Sensible left wingers, such as Peter Firmin of the Labour Representation Committee, and Walter Wolfgang of the Labour Campaign for Nuclear Disarmament, gave voice to the views of rank and file Labour Party members - including the view (which I share) that there ought to be a Labour leadership contender from amongst the greatly diminished ranks of the Socialist Campaign Group of MPs.

There was, however - rightly - considerable support from those at the meeting for the thesis advance by John McDonnell in the link above (that‎ our priority is to campaign for social justice).

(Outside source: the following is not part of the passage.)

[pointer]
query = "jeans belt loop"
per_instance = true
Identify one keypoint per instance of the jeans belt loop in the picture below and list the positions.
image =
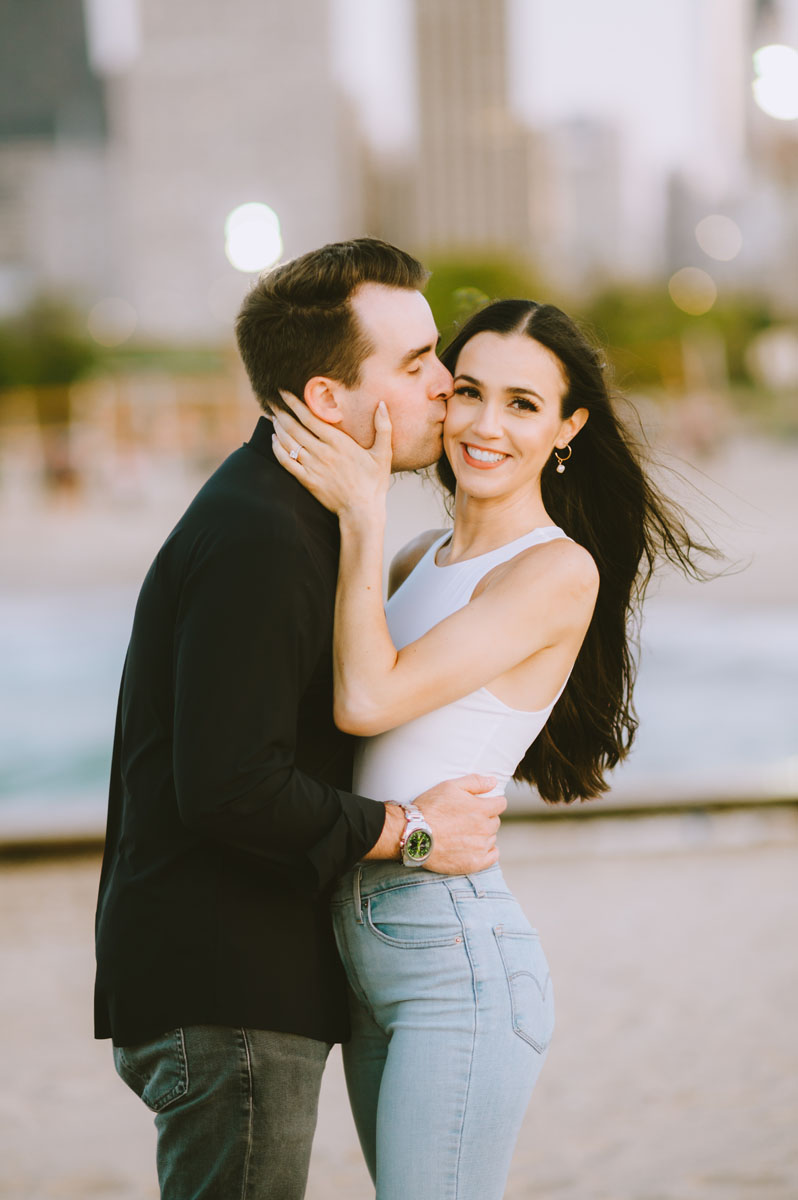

It was, in some ways, a strength that the meeting brought together Labour members with those outside the Party.

In other ways, though, it was a weakness that the meeting spent considerable time in which a majority Labour Party audience listened to unconvincing arguments that socialists should abandon the Party.

Plainly anyone who thinks that the dismal election results for "TUSC" justify trying to split - or replace - the Labour Party is delusional. The same description could be applied to those who think that the results of the General Election should encourage "left-wing" anti-Labour candidates generally.
‎Before UNISON activists seek to cease the "Labour link" we should remember why trade unions need a political voice, and consider how we maximise the effectiveness of the voice we have. We are about to receive a lesson in the impact which Parliament can have on our ability to organise.

Sent from my BlackBerry 10 smartphone on the EE network.

1 comment:

treborc said...

If Miliband had won the talk was at my local club, he would go for state funding and then would give the Unions an elbow out the door or at least state they would only donate £5,000.

Progress are a power within labour they showed that surely at Falkirk, when the Unions tried to put up a so called left leaning MP against the Progress one.

Progress wanted the Unions kicked out, Blair made his normal backing on TV and then somebody must have said who is going to pay for the election, so it was altered dropped.

I was hoping John would put his name forward but he did not get the backing from the left everyone thought Ed Miliband was the best bet.

With Chuka making such a mess with his video, and Cooper not looking back, to Blair or Brown, but looking forward because it's the future.

How many times have labour said this, I can remember it in the 1970's this labour party is about the future not the past.

These people make statements thinking nobody else has, it's pure spin.